CMU-CS-02-126.ps (Color)
CMU-CS-02-126.pdf (Color)
CMU-CS-02-126.ps (B&W)
CMU-CS-02-126.pdf (B&W)
Keywords: Calibration, well-calibrated, reliability, posterior,
text classification, cost-sensitive learning, active learning,
post-processing, probability estimates
For many discriminative classifiers, it is desirable to convert an
unnormalized confidence score output from the classifier to a
normalized probability estimate. Such a method can also be used for
creating better estimates from a probabilistic classifier that
outputs poor estimates.
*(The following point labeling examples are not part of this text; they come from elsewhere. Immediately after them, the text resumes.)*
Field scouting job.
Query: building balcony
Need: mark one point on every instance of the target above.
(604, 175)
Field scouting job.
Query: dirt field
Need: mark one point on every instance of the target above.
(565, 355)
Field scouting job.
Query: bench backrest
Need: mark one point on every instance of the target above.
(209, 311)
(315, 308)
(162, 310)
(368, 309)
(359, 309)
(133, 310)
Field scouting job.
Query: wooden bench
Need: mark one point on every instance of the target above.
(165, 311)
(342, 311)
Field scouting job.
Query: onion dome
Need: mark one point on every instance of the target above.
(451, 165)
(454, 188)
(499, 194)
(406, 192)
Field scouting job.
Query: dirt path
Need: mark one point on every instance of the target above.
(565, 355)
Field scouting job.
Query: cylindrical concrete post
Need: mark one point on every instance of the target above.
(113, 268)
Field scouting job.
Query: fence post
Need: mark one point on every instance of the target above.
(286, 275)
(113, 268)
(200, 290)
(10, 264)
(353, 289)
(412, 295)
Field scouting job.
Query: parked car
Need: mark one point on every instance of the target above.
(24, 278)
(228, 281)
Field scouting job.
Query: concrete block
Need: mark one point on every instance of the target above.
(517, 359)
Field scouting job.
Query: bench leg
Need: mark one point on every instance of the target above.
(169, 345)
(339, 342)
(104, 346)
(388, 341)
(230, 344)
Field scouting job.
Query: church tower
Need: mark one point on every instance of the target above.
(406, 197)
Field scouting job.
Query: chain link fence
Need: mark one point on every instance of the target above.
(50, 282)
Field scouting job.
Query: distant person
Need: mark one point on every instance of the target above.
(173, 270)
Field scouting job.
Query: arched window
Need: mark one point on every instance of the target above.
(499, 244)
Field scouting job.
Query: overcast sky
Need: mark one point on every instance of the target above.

Typical parametric methods have an underlying
assumption that the score distribution for a class is symmetric; we
motivate why this assumption is undesirable, especially when the
scores are output by a classifier. Two asymmetric families, an
asymmetric generalization of a Gaussian and a Laplace distribution,
are presented, and a method of fitting them in expected linear time is
described. Finally, an experimental analysis of parametric fits to
the outputs of two text classifiers, naive Bayes (which is known to
emit poor probabilities) and a linear SVM, is conducted. The analysis
shows that one of these asymmetric families is theoretically
attractive (introducing few new parameters while increasing
flexibility), computationally efficient, and empirically preferable.